On Wed, 2019-06-19 at 22:10 -0400, Song Liu wrote:
> > On Jun 19, 2019, at 6:39 PM, Rik van Riel <riel@fb.com> wrote:
> > 
> > On Tue, 2019-06-18 at 23:24 -0700, Song Liu wrote:
> > 
> > > index 8563339041f6..bab8d9eef46c 100644
> > > --- a/mm/truncate.c
> > > +++ b/mm/truncate.c
> > > @@ -790,7 +790,11 @@ EXPORT_SYMBOL_GPL(invalidate_inode_pages2);
> > > void truncate_pagecache(struct inode *inode, loff_t newsize)
> > > {
> > > 	struct address_space *mapping = inode->i_mapping;
> > > -	loff_t holebegin = round_up(newsize, PAGE_SIZE);
> > > +	loff_t holebegin;
> > > +
> > > +	/* if non-shmem file has thp, truncate the whole file */
> > > +	if (filemap_nr_thps(mapping))
> > > +		newsize = 0;
> > > 
> > 
> > I don't get it. Sometimes truncate is used to
> > increase the size of a file, or to change it
> > to a non-zero size.
> > 
> > Won't forcing the newsize to zero break applications,
> > when the file is truncated to a different size than
> > they expect?
> 
> This is not truncate the file.
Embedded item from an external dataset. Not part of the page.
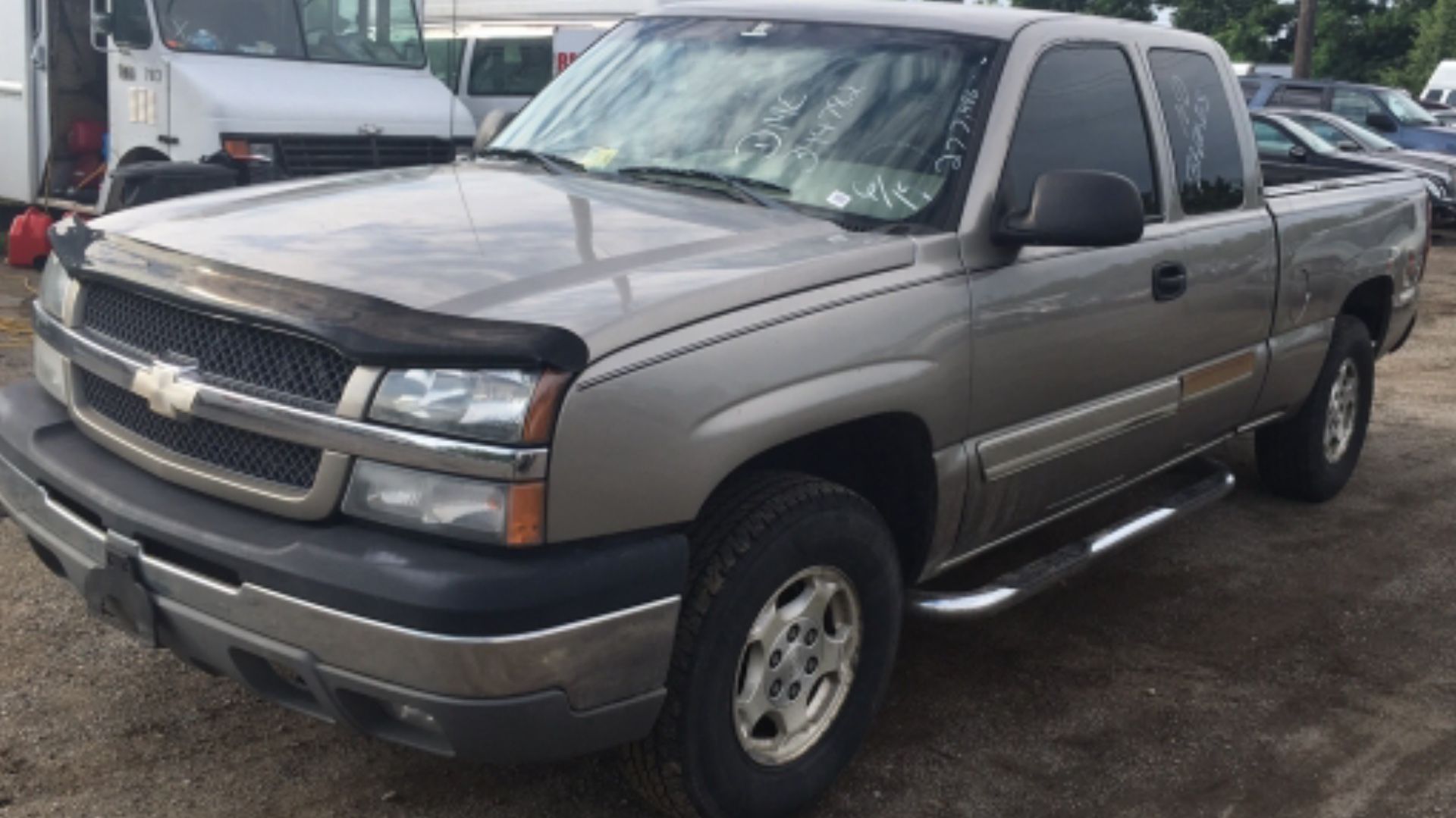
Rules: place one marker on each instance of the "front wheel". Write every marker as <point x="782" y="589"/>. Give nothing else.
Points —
<point x="1312" y="454"/>
<point x="783" y="651"/>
It only drops page cache. 
> truncate_setsize() will still set correct size. I don't 
> think this breaks anything. 

Ahhh, indeed. Good point.

I wonder if the dropping of the page cache could be
done automatically from open(), if it determines that
there are no more readonly THP users of the file, and
the new opener wants to write to the file?

That magic could be in a helper function, so it would
be just a one line change in the same spot where it
currently denies the permission :)

> We can probably make it smarter and only drop the clean
> huge pages (dirty page should not exist).